Benchmarking Async function & Mocks

AmmarAbouZor · AmmarAbouZor · commit 9abad31ce5fb · 2024-09-10T17:58:22.000+02:00
* Adding tips and tricks for running benchmarks on async function
  to reduce the overhead of the async runtime
* Tips for creating mocks for async trait to reduce the overhead for
  async runtime too
diff --git a/developer/src/performance/benchmarking.md b/developer/src/performance/benchmarking.md
@@ -32,4 +32,99 @@
 * `Iai-Callgrind` doesn't have currently a lot of recognition and support from Rust community compared to `Criterion`, however they have great documentation and the library is active development.
 
 
+## Benchmarking Asynchronous Functions
 
+Asynchronous functions run within an async runtime, which can introduce overhead, especially when benchmarking small, simple functions (e.g., using mocks).
+
+[Criterion](https://github.com/bheisler/criterion.rs) supports asynchronous benchmarking and allows users to configure the runtime.

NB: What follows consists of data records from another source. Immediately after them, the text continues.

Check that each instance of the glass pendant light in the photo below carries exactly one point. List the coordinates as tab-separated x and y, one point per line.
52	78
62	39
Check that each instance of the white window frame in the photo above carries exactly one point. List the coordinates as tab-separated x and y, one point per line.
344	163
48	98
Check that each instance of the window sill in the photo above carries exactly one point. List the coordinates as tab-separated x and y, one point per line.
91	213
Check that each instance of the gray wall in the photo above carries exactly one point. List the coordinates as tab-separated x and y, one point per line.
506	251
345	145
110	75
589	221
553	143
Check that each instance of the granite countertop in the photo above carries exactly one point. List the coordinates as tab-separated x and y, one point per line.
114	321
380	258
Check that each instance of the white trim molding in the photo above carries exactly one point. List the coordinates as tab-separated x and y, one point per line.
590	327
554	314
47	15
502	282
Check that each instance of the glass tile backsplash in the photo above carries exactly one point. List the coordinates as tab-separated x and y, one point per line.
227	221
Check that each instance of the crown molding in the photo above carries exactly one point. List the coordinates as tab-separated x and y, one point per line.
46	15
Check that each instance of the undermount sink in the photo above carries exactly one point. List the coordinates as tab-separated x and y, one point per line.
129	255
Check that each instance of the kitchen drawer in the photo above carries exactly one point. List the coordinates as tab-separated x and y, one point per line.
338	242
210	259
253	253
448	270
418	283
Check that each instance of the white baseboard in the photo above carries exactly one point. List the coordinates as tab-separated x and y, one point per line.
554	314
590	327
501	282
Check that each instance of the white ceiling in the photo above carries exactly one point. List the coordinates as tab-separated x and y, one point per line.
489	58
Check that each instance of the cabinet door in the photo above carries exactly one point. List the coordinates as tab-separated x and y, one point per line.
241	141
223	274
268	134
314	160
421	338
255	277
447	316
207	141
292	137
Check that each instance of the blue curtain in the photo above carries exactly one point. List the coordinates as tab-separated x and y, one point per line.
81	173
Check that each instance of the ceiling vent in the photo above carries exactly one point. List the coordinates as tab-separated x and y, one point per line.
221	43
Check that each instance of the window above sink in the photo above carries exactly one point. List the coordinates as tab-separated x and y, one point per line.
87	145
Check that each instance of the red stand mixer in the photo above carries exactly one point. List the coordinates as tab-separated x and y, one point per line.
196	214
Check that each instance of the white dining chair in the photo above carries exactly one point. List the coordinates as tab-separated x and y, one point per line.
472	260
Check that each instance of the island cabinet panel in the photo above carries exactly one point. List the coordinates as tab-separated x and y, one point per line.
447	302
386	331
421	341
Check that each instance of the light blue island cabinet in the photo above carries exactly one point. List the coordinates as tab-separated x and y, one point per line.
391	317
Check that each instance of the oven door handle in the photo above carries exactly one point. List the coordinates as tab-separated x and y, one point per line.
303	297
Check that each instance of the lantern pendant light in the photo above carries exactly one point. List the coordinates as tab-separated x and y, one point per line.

It also provides settings that can reduce the overhead introduced by the async runtime.
+
+### Configuring Criterion with Async Runtimes
+
+To minimize noise from the runtime, consider the following:
+
+#### Use a New Runtime Instance for Each Iteration
+
+Asynchronous runtimes configure themselves during initialization based on system state, potentially leading to runtime overhead accumulating in one direction. Using a new runtime for each iteration helps distribute this overhead.
+
+Example using Tokio:
+
+```rust
+// Using one runtime for all iterations leads to consistent overhead.
+let runner = tokio::runtime::Runtime::new().unwrap();
+bencher
+  .to_async(&runner)
+  .iter(|bencher| ...);
+
+// Using a new runtime per iteration distributes the overhead.
+bencher
+  .to_async(tokio::runtime::Runtime::new().unwrap())
+  .iter(|bencher| ...);
+
+```
+
+#### Increase Warm-up Time
+
+Allow the system to stabilize by increasing the warm-up time. This ensures that faulty runtime configurations are minimized when the system is cold.
+
+#### Additional Configurations
+
+- **Increase sample size and measurement time**: Reduces noise and outliers.
+- **Lower significance level**: Helps with noisy benchmarks to reduce false positives changes.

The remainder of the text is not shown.